How to Enforce Length and Uniqueness
To enforce length constraints and uniqueness in collections, use the min_length, max_length, and specific schema types like SetSchema provided by pydantic-core.
Enforcing Length on Lists
To constrain the number of items in a list, use the min_length and max_length arguments in ListSchema.
from pydantic_core import SchemaValidator, core_schema as cs
# Define a list of integers that must have between 2 and 3 items
schema = cs.list_schema(cs.int_schema(), min_length=2, max_length=3)
v = SchemaValidator(schema)
# Valid input
assert v.validate_python([1, 2]) == [1, 2]
# Invalid input: too few items
# Raises ValidationError: List should have at least 2 items after validation, not 1
try:
v.validate_python([1])
except Exception as e:
print(e)
Enforcing Uniqueness and Length on Sets
In pydantic-core, uniqueness is enforced by using SetSchema or FrozenSetSchema.
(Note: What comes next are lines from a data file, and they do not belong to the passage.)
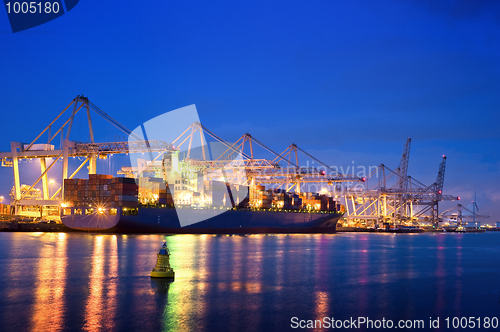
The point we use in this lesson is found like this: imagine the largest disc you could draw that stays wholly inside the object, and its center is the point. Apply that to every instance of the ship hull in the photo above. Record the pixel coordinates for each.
(164, 220)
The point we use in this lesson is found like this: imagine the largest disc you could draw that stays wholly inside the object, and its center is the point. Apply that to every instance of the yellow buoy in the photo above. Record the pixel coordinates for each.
(162, 268)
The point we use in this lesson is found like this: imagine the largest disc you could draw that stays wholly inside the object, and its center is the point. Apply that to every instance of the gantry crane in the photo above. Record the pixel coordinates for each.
(49, 156)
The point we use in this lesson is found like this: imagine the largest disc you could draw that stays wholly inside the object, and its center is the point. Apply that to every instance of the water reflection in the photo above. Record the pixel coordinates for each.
(102, 282)
(94, 313)
(49, 306)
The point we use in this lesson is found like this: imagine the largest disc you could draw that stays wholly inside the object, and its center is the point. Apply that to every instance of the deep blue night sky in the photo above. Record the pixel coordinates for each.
(346, 80)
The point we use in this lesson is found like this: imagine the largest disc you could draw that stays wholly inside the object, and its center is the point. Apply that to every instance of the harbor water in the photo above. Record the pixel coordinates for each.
(92, 282)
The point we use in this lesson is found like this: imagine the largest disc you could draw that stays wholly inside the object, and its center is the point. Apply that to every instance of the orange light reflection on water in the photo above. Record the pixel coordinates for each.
(49, 307)
(94, 306)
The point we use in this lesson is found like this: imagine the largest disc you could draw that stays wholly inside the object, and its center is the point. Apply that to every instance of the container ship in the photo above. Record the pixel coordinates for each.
(148, 205)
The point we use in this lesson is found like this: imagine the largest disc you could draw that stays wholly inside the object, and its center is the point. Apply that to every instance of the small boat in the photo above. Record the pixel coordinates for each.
(162, 268)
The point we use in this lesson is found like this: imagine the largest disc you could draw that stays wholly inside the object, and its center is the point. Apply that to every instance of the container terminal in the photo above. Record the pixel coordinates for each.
(186, 175)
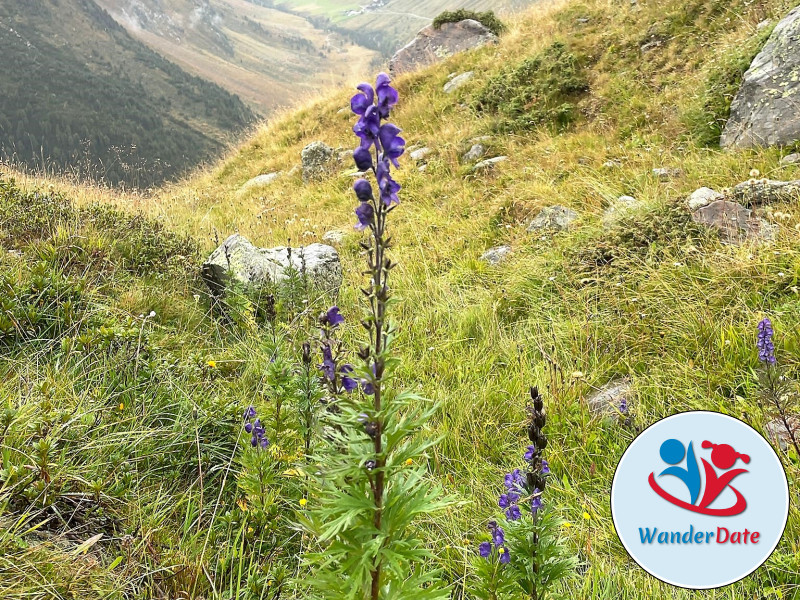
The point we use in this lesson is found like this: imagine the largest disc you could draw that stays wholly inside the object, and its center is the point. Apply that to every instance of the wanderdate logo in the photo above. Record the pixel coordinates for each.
(700, 500)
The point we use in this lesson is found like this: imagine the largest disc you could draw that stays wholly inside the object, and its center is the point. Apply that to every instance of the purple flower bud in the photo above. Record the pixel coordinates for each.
(366, 216)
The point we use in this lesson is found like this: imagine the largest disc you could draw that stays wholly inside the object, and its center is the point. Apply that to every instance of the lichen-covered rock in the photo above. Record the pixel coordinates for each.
(764, 110)
(434, 45)
(608, 400)
(489, 164)
(494, 256)
(734, 222)
(316, 158)
(762, 191)
(703, 197)
(457, 82)
(260, 181)
(553, 217)
(779, 434)
(237, 258)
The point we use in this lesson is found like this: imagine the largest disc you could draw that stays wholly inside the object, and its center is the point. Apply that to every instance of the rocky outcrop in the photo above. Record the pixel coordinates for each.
(457, 82)
(434, 45)
(553, 217)
(764, 110)
(762, 191)
(237, 258)
(317, 158)
(734, 222)
(494, 256)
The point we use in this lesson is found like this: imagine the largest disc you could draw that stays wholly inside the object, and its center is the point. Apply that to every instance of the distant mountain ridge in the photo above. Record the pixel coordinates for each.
(83, 95)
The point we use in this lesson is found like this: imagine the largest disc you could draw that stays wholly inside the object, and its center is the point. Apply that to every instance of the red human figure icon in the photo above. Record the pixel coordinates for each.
(724, 457)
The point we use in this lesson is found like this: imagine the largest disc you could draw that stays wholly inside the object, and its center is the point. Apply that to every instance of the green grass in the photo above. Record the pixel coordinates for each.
(653, 298)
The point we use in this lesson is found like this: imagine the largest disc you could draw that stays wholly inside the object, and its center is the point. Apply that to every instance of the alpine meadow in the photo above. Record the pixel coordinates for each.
(394, 345)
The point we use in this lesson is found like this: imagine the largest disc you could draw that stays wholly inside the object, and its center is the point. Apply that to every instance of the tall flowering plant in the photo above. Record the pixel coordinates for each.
(525, 556)
(777, 390)
(371, 483)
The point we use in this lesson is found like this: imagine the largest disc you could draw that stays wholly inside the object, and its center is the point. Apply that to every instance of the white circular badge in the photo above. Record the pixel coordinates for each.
(700, 500)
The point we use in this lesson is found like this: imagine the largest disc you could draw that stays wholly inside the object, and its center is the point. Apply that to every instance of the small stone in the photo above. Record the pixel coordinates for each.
(474, 154)
(333, 237)
(777, 432)
(489, 163)
(260, 181)
(666, 173)
(703, 197)
(457, 82)
(734, 222)
(553, 217)
(316, 158)
(606, 401)
(419, 155)
(495, 256)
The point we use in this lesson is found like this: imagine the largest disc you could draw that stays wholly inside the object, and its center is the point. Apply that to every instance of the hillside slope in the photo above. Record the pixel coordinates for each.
(583, 115)
(80, 94)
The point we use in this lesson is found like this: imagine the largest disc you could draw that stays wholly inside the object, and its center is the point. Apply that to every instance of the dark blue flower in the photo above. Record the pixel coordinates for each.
(387, 95)
(485, 549)
(361, 102)
(366, 216)
(363, 157)
(766, 348)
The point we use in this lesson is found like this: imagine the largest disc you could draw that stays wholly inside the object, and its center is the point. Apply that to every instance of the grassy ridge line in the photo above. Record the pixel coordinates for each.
(674, 309)
(681, 323)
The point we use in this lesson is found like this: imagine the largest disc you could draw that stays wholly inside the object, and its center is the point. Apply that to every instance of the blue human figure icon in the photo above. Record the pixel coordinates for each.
(672, 453)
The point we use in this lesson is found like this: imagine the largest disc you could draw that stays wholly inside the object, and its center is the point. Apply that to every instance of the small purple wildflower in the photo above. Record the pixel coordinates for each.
(766, 348)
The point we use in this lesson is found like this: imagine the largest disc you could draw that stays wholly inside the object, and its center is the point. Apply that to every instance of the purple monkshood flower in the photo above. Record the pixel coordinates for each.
(333, 317)
(529, 453)
(366, 216)
(328, 366)
(766, 348)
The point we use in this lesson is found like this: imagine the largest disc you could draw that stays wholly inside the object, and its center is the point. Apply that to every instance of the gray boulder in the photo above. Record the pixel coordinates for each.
(703, 197)
(764, 110)
(431, 45)
(553, 217)
(779, 434)
(494, 256)
(608, 400)
(763, 191)
(457, 82)
(734, 222)
(489, 164)
(475, 153)
(316, 158)
(237, 258)
(260, 181)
These schemas automatically deduplicate input items into a Python set or frozenset. Length constraints are applied after this deduplication.
from pydantic_core import SchemaValidator, core_schema as cs
# Define a set that must have at most 3 unique items
schema = cs.set_schema(cs.int_schema(), max_length=3)
v = SchemaValidator(schema)
# Input with duplicates is deduplicated before the length check
# [1, 1, 2, 2, 3, 3] becomes {1, 2, 3}, which has length 3 (Valid)
assert v.validate_python([1, 1, 2, 2, 3, 3]) == {1, 2, 3}
# Invalid input: too many unique items
# [1, 2, 3, 4] has length 4 (Invalid)
# Raises ValidationError: Set should have at most 3 items after validation, not 4
try:
v.validate_python([1, 2, 3, 4])
except Exception as e:
print(e)
For immutable sets, use FrozenSetSchema:
schema = cs.frozenset_schema(cs.int_schema(), min_length=1)
v = SchemaValidator(schema)
assert v.validate_python([1, 2]) == frozenset({1, 2})
Enforcing Length on Dictionaries
DictSchema supports min_length and max_length to control the number of key-value pairs allowed in the dictionary.
from pydantic_core import SchemaValidator, core_schema as cs
# Define a dictionary that must have at least 3 items
schema = cs.dict_schema(min_length=3)
v = SchemaValidator(schema)
# Valid input
assert v.validate_python({'a': 1, 'b': 2, 'c': 3}) == {'a': 1, 'b': 2, 'c': 3}
# Invalid input: too few items
# Raises ValidationError: Dictionary should have at least 3 items after validation, not 2
try:
v.validate_python({'a': 1, 'b': 2})
except Exception as e:
print(e)
Stopping Early with Fail Fast
By default, pydantic-core attempts to validate all items in a collection and collect all errors. To stop validation immediately after the first error is encountered (including length violations or item validation failures), set fail_fast=True.
from pydantic_core import SchemaValidator, core_schema as cs
schema = cs.list_schema(cs.int_schema(), min_length=5, fail_fast=True)
v = SchemaValidator(schema)
# Validation stops at the first failure rather than checking every element
Troubleshooting and Constraints
Uniqueness in Lists
The unique_items constraint for lists is not supported in pydantic-core. If you need to ensure all items in a collection are unique, you should use SetSchema or FrozenSetSchema. If you must return a list but require uniqueness during validation, you can use a set_schema and then a function-after validator to convert the result back to a list.
Length Check Timing
Length constraints are applied to the collection after the individual items have been validated. For sets, this means the length is checked after duplicates have been removed. For lists and dictionaries, if an item fails validation and is excluded (depending on the specific validator configuration), it will not count toward the final length.
Dictionary Key Errors
When a dictionary fails validation due to a key error, the error location will include a [key] suffix. For example, an error in a key named my_key would be reported at the path ('my_key', '[key]').